Over the past few years, however, multivendor PCs have begun to penetrate every sector of the telecommunications industry. While PCs have been embraced for applications such as voice mail, interactive voice response and IP telephony gateways, users have been hesitant to use PCs for such mission-critical devices as PBXs and switches within the central office of the public switched telephone network (PSTN). For while PCs offer many benefits, including cost-effectiveness, an open development platform and high levels of scalability, they have fallen short on offering high availability.
Enter CompactPCI.
CompactPCI is an evolving specification that defines how PC components should be built to ensure high availability and hot-swappable capabilities.
For our purposes, high availability means keeping systems running by decreasing downtime during routine maintenance operations and system failures.
High-availability systems differ from fault-tolerant systems, which use redundant hardware and proprietary software to provide nonstop operation. While not guaranteeing 100% uptime, high-availability CompactPCI systems provide an improvement in service over conventional computer systems.
A number of companies are now collaborating to define how the CompactPCI specification will be implemented and deployed in telecom platforms. Other groups are looking at how to integrate the Enterprise Computer Telephony Forum (ECTF) H.100 bus and provide telecom I/O through the CompactPCI backplane.
The Telecom Interest Sub-Committee (TISC) of the PCI Industrial Computer Manufacturers Group (PICMG) was formed in April 1996. TISC's purpose was to extend the capabilities and utility of the CompactPCI system architecture to support the application needs of the computer telephony industry.
The TISC document provides CompactPCI system vendors and computer telephony board vendors with specifications that define multivendor interoperability and support the design of open standards-based components and systems.
Key features include the H.110 backplane time-division multiplexer bus, which incorporates the ECTF's H.100 bus and hot swap; rear-panel analog and digital PSTN connections; telco power and ground; physical keying of boards; and board and shelf addressing.

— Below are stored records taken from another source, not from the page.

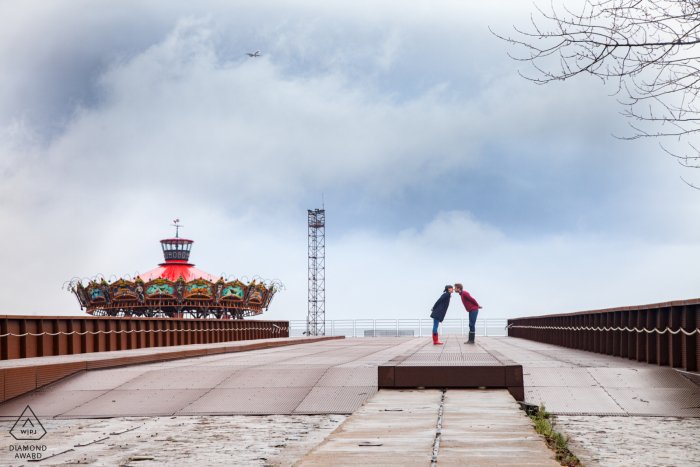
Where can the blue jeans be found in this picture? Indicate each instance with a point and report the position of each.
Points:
(472, 320)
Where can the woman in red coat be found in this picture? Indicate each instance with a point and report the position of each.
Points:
(472, 307)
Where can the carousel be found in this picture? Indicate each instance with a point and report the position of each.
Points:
(174, 289)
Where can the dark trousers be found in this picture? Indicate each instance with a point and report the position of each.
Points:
(472, 320)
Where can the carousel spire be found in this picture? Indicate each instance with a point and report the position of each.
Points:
(177, 227)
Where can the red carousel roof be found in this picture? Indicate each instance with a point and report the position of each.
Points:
(174, 269)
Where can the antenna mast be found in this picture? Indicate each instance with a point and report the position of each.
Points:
(177, 227)
(316, 321)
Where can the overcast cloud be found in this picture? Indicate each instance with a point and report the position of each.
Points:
(437, 162)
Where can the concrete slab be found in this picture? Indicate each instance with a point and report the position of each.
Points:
(487, 428)
(479, 427)
(393, 428)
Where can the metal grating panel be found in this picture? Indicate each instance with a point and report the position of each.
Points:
(97, 380)
(562, 377)
(573, 401)
(149, 403)
(349, 377)
(640, 378)
(338, 400)
(658, 401)
(178, 378)
(273, 378)
(255, 401)
(47, 403)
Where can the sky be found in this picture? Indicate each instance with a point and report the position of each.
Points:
(435, 160)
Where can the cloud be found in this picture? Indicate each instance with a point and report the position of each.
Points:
(437, 162)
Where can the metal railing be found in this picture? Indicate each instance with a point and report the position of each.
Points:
(402, 327)
(661, 333)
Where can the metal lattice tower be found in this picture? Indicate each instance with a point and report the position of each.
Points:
(316, 321)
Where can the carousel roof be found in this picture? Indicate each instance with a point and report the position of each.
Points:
(174, 269)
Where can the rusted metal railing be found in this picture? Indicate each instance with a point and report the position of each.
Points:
(42, 336)
(661, 333)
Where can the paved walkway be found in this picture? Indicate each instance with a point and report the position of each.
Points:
(400, 427)
(338, 376)
(576, 382)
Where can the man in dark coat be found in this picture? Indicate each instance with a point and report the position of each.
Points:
(439, 310)
(471, 305)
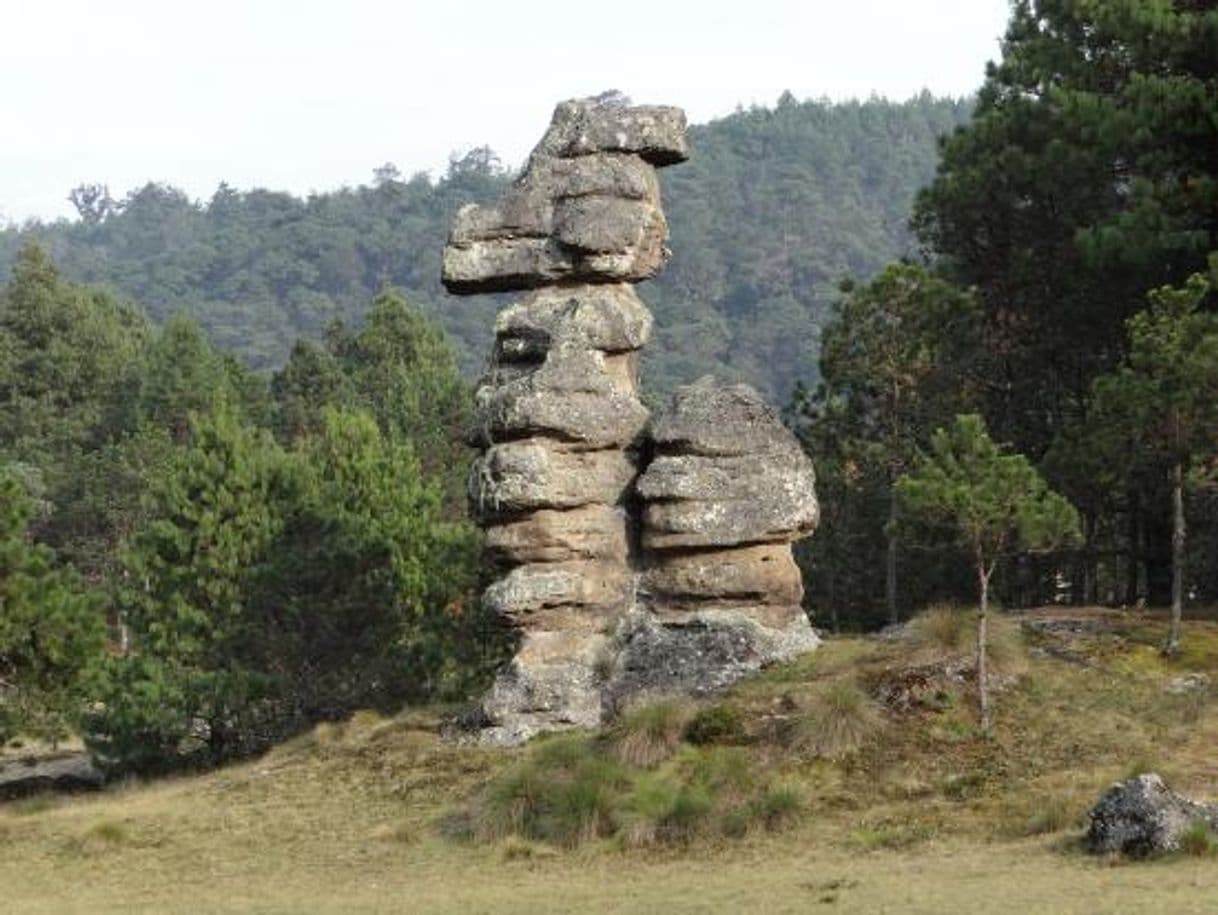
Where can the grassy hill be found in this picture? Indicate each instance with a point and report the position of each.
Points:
(893, 802)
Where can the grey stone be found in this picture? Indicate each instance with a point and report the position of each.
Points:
(693, 501)
(716, 419)
(610, 318)
(759, 576)
(552, 685)
(610, 226)
(541, 593)
(586, 207)
(702, 654)
(70, 771)
(714, 593)
(1143, 816)
(726, 473)
(591, 531)
(531, 474)
(576, 395)
(581, 127)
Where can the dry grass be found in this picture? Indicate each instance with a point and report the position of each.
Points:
(651, 732)
(839, 721)
(928, 818)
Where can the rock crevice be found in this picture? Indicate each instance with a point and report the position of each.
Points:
(633, 554)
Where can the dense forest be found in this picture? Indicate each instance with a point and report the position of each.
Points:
(775, 207)
(230, 430)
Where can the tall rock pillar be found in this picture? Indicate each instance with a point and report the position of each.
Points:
(558, 419)
(621, 579)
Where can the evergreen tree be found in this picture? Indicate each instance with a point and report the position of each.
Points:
(893, 363)
(1167, 396)
(50, 630)
(995, 502)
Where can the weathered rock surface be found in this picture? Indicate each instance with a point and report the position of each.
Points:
(754, 575)
(680, 581)
(657, 133)
(724, 497)
(590, 531)
(1143, 816)
(528, 592)
(71, 771)
(535, 474)
(700, 654)
(726, 473)
(586, 207)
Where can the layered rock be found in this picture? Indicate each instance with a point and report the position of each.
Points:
(586, 207)
(713, 591)
(727, 491)
(1143, 816)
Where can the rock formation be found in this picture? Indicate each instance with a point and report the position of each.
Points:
(1141, 816)
(681, 579)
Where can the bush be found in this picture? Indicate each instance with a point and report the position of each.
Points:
(570, 790)
(1199, 840)
(715, 724)
(838, 723)
(649, 734)
(563, 792)
(660, 809)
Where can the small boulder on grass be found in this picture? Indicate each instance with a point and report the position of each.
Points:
(1143, 816)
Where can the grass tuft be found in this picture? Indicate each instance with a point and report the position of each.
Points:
(720, 724)
(838, 723)
(949, 631)
(1199, 840)
(649, 734)
(563, 792)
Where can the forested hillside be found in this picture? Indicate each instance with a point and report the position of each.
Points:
(775, 207)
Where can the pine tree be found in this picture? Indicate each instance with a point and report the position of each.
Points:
(995, 502)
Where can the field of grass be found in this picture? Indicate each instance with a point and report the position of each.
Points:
(904, 807)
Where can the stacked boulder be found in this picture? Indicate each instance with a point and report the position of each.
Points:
(726, 492)
(563, 435)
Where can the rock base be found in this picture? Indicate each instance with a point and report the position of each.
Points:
(1143, 816)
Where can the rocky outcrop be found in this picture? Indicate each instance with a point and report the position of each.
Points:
(726, 492)
(66, 771)
(1143, 816)
(586, 207)
(681, 580)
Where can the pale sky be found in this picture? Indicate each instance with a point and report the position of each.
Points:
(302, 95)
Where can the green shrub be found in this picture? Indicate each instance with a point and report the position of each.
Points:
(838, 723)
(660, 809)
(648, 734)
(715, 724)
(777, 807)
(563, 792)
(1199, 840)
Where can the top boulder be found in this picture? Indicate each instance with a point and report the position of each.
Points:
(581, 127)
(585, 210)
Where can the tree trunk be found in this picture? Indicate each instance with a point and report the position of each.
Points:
(982, 637)
(1134, 553)
(1178, 541)
(890, 559)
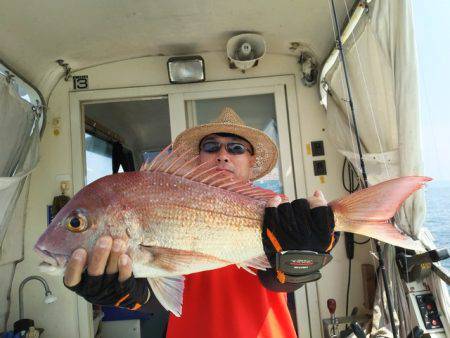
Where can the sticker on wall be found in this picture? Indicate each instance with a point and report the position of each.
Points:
(80, 82)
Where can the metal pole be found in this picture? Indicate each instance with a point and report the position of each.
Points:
(363, 167)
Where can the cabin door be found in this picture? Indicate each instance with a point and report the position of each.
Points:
(264, 107)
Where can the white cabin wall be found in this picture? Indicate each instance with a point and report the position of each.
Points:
(60, 319)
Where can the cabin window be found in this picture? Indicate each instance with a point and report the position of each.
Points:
(98, 158)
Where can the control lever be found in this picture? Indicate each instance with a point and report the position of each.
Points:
(357, 330)
(331, 305)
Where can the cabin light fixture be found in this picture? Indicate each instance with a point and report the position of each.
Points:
(186, 69)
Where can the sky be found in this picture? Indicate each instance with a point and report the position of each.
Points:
(432, 30)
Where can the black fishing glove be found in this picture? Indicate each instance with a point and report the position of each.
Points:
(294, 228)
(107, 290)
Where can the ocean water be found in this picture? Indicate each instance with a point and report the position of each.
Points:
(437, 195)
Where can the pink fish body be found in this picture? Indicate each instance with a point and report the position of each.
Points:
(179, 218)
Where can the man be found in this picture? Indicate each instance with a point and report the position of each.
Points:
(226, 302)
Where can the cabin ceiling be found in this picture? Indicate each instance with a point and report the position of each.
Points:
(85, 33)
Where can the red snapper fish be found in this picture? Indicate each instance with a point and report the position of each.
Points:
(180, 217)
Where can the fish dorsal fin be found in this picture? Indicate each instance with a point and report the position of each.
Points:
(180, 162)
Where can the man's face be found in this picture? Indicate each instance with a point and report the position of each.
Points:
(238, 164)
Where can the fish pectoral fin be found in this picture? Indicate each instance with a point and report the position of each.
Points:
(169, 292)
(259, 263)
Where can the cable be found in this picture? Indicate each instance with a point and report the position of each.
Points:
(348, 286)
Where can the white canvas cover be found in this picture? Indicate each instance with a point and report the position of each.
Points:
(19, 138)
(382, 67)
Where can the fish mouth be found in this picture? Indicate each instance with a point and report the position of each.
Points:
(52, 259)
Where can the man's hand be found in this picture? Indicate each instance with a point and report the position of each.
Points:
(304, 224)
(108, 278)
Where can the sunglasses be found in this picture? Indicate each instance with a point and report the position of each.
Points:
(233, 148)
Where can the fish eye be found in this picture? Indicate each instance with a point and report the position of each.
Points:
(76, 223)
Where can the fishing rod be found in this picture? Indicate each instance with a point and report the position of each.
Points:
(362, 164)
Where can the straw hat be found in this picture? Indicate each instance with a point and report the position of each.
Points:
(265, 150)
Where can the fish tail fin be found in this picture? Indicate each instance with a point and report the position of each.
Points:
(369, 211)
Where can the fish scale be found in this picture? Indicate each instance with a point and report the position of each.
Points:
(180, 217)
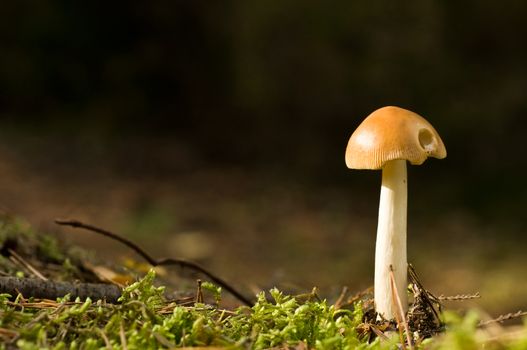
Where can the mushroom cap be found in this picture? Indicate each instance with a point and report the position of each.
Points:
(391, 133)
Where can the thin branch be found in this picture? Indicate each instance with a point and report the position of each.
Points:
(459, 297)
(154, 262)
(52, 289)
(340, 300)
(505, 317)
(397, 301)
(115, 237)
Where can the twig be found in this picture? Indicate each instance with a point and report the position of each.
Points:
(154, 262)
(397, 301)
(115, 237)
(122, 335)
(199, 292)
(53, 289)
(340, 300)
(459, 297)
(502, 318)
(24, 263)
(105, 338)
(420, 291)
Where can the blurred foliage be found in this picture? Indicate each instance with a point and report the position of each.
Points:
(269, 82)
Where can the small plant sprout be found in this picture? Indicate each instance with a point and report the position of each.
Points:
(385, 140)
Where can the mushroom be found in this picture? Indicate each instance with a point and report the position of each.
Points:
(385, 140)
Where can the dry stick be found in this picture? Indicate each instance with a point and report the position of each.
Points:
(154, 262)
(340, 300)
(459, 297)
(122, 335)
(502, 318)
(395, 296)
(428, 297)
(51, 289)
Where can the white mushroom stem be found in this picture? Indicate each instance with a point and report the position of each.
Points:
(390, 247)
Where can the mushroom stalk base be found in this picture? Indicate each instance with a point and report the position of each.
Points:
(390, 247)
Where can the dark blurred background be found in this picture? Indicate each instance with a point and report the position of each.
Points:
(216, 131)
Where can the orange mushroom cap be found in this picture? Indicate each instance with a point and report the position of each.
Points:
(391, 133)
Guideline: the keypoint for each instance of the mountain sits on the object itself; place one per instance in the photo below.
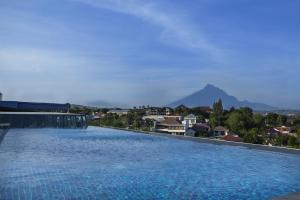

The TISC collaborative effort has resulted in a rugged industrial chassis with well-established mechanical specifications that provides all of the advantages of a hot-swap industrial computer chassis while retaining compatibility with all desktop PC software.
Reducing downtime
The other major idea behind CompactPCI development and deployment is to reduce downtime in any telecommunications system. Users need to be able to replace network interface boards and digital signal processor adapters while the system remains up, or "hot." Until recently, this support was not available on PCI boards or with the Windows NT or Unix software platforms. Now there are two initiatives, PCIHot Plug and CompactPCI Hot Swap, to provide this capability.
The PCI Hot Plug specification defines the requirements for hot insertion and extraction of conventional PCI boards in server systems. Led by Compaq, the hot-plug initiative has achieved broad support from major operating system vendors, including Microsoft and Novell. Compaq and other chassis vendors are currently shipping hot- plug systems.
Hot swap defines a process for inserting and extracting boards without adversely affecting a running system. Hot-swap capability is essential during maintenance of a highly available system, but it is even more important for implementing the inevitable adds, moves and changes.
Additional work is under way to leverage the Hot Plug effort into the hot-swap technology defined in the CompactPCI Hot Swap specification.
CompactPCI Hot Swap is the latest specification for PCI-based industrial computers, and defines many features that make a PC more available. The Hot Swap subcommittee within the PICMG is working to extend the CompactPCI specification to include support for hot swap. The PICMG consortium is hashing out an extension to the standard that will let users mix and match CPU boards and backplanes from multiple vendors.
The CompactPCI Hot Swap specification is currently in final draft and is being reviewed by members of PICMG.
The arrival of CompactPCI is enabling telecom service providers to deliver new, innovative services with the reliability the telecom network requires. Companies deploying CompactPCI-based high-availability platforms will be able to meet the telecommunications infrastructure market needs for intelligent network integration, including service nodes, service control points, signal transfer points and Signaling System 7 gateways.
There is also a large demand for cost-effective, high-availability wireless CompactPCI PC packages such as wireless local loop, cellular/personal communications services/personal communications network, trunked radio and in-building wireless PBX systems. Additionally, new alternate access carriers are looking for cost-effective ways to provide telephony to the home and provide a variety of central office-grade enhanced services.